Georgetown Law took up the question of Americans' rights to travel freely within the United States under the Trump administration at the start of the pandemic. At the time, Americans in many parts of the country were asked to "lockdown" for two week and to "slow the spread" so that when Americans got sick and ended up in the hospital, they didn't all end up there at once, overwhelming the medical infrastructure.

Meryl Chertoff, Executive Director, SALPAL writes: "The right of Americans to travel interstate in the United States has never been substantially judicially questioned or limited. In 1941, the Court declared unconstitutional California's restriction upon the migration of the 'Okies'—whose travails are famously documented in 'The Grapes of Wrath.' Justice Douglas referred to 'the right of free movement' as 'a right of national citizenship,' and the rights of the migrants were upheld under the Commerce Clause."

"The Privileges and Immunities Clause protects the rights of US citizens," Chertoff goes on to say, "who are each also the citizens of a state, against discriminatory treatment under the law of a different state. In a 1985 case, the Court found that the Privileges and Immunities clause prohibited discrimination against a non-resident except where (i) there is a substantial reason for the difference in treatment; and (ii) the discrimination practiced against nonresidents bears a substantial relationship to the State's objective. In deciding whether the discrimination bears a close or substantial relationship to the State's objective, the Court has considered the availability of less restrictive means."

"The baseline, then, is that freedom of movement within and between states is Constitutionally protected," Chertoff concluded.

On Thursday, the CDC was asked outright what they would be doing to make sure that counterfeit vaccine cards were not in circulation, and if they've reconsidered creating a federalized system to track vaccine recipients and issue identification for the vaccinated to enable them to move freely through society while those who don't have the credential are shut out from public life.

Biden administration COVID spokesperson Jeff Zients was asked "Is the administration reconsidering something like a QR code, or a passport, to help verify people's vaccination status and if not, what are you doing to stop the proliferation of fake vaccine cards?"

"There are a number of ways people can demonstrate their vaccination status," Zeints said. "Companies and organizations and the federal government are taking different approaches, and we applaud this innovation."

"Through vaccination requirements, employers have the power to help end the pandemic," Zients said.

But, Zients said, "There will be no federal vaccination database as with all other vaccines, the information gets held at the state and local level.
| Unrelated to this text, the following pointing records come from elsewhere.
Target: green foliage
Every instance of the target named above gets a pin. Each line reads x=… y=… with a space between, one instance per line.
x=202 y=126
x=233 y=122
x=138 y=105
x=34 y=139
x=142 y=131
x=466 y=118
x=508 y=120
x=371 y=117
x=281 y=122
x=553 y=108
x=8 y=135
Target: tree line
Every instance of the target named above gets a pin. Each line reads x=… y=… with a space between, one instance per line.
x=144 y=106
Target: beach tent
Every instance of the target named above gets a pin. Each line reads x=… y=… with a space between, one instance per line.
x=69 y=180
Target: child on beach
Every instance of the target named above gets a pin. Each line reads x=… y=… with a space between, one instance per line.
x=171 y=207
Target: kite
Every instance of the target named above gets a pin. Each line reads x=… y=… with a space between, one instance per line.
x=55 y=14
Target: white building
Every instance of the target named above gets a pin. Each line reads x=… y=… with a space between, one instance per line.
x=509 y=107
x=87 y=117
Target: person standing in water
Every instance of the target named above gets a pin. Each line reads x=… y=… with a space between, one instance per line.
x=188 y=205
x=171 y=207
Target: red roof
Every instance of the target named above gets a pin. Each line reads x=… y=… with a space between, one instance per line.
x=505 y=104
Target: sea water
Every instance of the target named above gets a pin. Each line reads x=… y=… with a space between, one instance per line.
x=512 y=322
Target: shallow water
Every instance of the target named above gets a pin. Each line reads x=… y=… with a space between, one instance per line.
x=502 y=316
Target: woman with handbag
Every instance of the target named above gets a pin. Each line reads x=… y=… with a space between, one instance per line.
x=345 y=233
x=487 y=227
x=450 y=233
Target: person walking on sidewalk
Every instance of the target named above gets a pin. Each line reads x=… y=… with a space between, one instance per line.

Any system that is developed in the private sector or elsewhere must meet key standards, including affordability, being available both digitally and on paper, and most importantly protecting people's privacy and security."

Biden said on Thursday "I know there are a lot of people out there trying to turn a public safety measure, that is children wearing masks in school so they can be safe, into a political dispute. And this isn't about politics. It's about keeping our children safe."

"I saw a video and reports from Tennessee, protestors threatening doctors and nurses, who before a school board were making the case that to keep kids safe there should be mandatory masks. And as they walked out these doctors were threatened, nurses were threatened. Our health care workers are heroes. They are the heroes when there was no vaccine. They're doing their best to care for the people who are refusing to get vaccinated," Biden said.

"And unvaccinated folks are being hospitalized and dying as a result of not being vaccinated," the president continued, harkening back to his statement that COVID is now a "pandemic of the unvaccinated."

"To the mayors, school superintendents, local leaders," he said, "who are standing up to the governors who are politicizing mask protection for our kids, thank you, thank you as well. Thank God that we have heroes like you. And I stand with you all, and America should as well."